= SPEAK (test) =

Standardized test measuring proficiency in spoken English

The Speaking Proficiency English Assessment Kit (SPEAK) is a test developed by the Educational Testing Service (ETS) to measure a non-native speaker's proficiency in spoken English. It is usually taken as a professional certification, especially by graduate teaching assistants and medical professionals in the American college and university system for communication with their students and patients, respectively. It is very similar to the Test of Spoken English (TSE), and is in fact a form of the TSE developed for institutions by using retired forms of the TSE.

The SPEAK has been routinely criticized for not accurately testing how a speaker will perform in the real world, in part because it is administered through the individual speaking into a recording device rather than to a person, and for using native-speaker norms to judge non-native speakers. In fact, independent audits of the SPEAK conducted in 2012 on some of the few institutions found to still administer this test revealed that the assessment standards provided by ETS were not even being used by the assessors. In fact, in some cases, the assessors of the test were not trained in any way to conduct the assessments, and were found to be assigning arbitrary grades to the candidates. Some of the raters audited were found to themselves have limited functional spoken grammar.

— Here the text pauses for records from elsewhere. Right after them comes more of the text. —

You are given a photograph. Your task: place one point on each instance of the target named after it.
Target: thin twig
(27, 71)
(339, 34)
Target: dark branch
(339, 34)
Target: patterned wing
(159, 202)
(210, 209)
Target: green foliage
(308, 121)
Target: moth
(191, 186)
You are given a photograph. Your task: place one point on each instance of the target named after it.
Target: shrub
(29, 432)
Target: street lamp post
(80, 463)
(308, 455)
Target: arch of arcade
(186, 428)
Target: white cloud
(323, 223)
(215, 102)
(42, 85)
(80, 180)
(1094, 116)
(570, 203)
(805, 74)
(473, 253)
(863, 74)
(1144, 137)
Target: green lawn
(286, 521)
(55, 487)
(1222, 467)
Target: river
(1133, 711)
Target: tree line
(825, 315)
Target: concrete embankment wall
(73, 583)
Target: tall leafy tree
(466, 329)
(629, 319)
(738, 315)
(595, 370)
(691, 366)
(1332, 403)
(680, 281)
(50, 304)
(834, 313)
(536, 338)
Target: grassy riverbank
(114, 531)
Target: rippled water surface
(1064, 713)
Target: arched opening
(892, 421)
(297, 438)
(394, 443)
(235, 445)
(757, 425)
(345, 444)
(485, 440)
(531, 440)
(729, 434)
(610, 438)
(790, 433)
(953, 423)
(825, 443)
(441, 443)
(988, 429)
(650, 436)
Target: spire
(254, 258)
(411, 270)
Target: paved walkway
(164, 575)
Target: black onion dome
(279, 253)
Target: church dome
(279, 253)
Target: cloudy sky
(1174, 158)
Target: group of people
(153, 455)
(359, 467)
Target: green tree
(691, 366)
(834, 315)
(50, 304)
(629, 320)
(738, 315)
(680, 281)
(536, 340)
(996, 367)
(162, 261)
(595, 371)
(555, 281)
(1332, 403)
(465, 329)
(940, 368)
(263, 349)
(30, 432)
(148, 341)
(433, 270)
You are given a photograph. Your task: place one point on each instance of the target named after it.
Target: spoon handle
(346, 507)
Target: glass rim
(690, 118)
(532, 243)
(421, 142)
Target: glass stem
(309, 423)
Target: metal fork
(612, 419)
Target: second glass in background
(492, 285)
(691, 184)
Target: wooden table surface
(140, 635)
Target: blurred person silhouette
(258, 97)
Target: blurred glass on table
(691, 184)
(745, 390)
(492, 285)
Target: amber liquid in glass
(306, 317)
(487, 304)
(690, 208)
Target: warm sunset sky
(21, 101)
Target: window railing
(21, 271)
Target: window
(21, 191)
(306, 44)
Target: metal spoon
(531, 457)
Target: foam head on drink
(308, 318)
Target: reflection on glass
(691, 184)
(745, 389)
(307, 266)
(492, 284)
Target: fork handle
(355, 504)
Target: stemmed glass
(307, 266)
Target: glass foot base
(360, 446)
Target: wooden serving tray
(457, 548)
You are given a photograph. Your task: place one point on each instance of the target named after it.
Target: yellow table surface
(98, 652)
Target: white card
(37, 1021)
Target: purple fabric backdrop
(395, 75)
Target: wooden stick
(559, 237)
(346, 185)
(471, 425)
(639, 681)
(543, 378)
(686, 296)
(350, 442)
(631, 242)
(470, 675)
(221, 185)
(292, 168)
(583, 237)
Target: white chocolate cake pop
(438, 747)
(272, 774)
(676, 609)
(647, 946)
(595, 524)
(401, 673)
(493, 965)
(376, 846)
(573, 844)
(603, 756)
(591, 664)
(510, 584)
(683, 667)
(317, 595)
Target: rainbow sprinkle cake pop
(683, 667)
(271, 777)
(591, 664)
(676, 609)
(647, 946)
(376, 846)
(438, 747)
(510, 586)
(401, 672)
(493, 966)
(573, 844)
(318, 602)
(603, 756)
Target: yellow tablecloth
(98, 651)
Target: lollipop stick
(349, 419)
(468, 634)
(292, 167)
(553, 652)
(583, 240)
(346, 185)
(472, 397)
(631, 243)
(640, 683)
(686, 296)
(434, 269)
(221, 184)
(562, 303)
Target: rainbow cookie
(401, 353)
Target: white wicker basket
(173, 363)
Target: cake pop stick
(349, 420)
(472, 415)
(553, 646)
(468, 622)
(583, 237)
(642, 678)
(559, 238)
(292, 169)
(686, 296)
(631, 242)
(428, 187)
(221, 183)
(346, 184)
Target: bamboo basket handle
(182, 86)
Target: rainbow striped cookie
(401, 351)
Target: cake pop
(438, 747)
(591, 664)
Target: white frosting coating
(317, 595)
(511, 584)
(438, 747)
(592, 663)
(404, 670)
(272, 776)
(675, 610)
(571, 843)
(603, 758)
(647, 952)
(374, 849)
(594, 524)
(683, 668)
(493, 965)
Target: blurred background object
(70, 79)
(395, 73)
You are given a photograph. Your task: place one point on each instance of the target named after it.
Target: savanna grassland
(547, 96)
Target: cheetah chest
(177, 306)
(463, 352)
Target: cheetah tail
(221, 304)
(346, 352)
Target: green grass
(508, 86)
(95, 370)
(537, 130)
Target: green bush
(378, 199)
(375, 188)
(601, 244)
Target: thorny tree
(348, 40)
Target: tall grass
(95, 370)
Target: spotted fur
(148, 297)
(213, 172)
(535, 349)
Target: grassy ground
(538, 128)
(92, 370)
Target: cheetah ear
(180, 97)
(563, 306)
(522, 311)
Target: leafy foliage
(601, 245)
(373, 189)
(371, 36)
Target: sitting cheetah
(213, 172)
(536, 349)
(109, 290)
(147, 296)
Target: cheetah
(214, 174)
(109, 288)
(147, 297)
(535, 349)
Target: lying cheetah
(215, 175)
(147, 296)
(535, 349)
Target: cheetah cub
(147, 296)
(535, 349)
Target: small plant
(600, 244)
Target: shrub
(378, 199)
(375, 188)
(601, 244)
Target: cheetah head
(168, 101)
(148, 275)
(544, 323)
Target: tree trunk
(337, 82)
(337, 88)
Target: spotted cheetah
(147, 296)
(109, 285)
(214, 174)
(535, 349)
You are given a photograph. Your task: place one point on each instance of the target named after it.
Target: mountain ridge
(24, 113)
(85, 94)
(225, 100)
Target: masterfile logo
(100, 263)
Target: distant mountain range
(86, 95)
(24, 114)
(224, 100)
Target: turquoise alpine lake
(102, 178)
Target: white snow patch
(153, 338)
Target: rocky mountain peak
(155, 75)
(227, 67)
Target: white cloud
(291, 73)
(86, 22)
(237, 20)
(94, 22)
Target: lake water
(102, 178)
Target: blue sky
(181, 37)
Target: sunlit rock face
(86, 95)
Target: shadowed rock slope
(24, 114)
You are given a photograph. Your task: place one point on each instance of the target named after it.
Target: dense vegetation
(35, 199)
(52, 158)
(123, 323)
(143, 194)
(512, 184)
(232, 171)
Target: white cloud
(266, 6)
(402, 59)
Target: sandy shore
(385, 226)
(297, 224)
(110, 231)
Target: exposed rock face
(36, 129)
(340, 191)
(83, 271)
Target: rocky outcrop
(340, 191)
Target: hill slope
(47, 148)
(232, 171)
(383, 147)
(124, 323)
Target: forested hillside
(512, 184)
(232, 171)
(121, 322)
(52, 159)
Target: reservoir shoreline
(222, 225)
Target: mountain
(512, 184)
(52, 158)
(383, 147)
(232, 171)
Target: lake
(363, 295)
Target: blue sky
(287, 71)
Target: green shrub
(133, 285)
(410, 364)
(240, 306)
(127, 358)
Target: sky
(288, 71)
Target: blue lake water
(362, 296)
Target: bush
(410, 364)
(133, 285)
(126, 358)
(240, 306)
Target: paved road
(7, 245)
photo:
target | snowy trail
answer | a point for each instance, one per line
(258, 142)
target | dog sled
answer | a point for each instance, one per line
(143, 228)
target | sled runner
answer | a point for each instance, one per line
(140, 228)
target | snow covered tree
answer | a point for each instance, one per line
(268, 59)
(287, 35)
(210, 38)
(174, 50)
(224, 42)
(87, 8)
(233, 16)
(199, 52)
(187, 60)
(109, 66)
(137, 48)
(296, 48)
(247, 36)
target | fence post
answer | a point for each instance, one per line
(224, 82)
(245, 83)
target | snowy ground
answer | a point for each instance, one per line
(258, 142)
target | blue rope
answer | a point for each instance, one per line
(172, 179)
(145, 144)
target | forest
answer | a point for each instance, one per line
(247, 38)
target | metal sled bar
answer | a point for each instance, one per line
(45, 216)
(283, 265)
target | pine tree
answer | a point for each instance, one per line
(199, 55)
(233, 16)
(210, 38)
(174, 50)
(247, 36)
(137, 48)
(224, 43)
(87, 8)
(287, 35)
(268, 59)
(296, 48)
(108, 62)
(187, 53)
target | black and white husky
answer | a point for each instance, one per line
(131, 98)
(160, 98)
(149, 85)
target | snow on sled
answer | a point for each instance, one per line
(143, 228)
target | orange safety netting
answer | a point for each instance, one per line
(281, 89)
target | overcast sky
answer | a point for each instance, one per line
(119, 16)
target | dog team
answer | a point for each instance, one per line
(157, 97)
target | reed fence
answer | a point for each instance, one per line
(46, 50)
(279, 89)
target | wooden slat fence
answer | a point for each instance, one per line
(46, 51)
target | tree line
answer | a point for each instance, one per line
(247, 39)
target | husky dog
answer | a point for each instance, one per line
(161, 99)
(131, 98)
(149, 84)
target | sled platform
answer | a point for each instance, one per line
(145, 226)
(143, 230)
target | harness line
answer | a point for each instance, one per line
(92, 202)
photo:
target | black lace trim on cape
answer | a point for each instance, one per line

The SPEAK is no longer supported by the ETS, and it is not offered at most academic institutions, but some still recognize it for enrollment in certain degree programs where the proficiency of an individual's spoken English is deemed to be the priority. However, academic institutions and other agencies that would recognize this test as a valid assessment of an individual's capabilities in spoken English should be aware that this test highly susceptible to fraud. Versions of the test that may still be in use by academic institutions administering this test are compromised, and it is highly likely that people with results from this test have had the opportunity to take exactly the same test multiple times.

The ETS developed the four skills (listening, reading, speaking and writing) TOEFL iBT test. The Speaking section of the TOEFL is not available separately from the other sections, but institutions wishing to test speaking skills only may want to use the TOEIC ( of English for International Communication) Speaking Test, also developed by the ETS and available as a stand-alone assessment.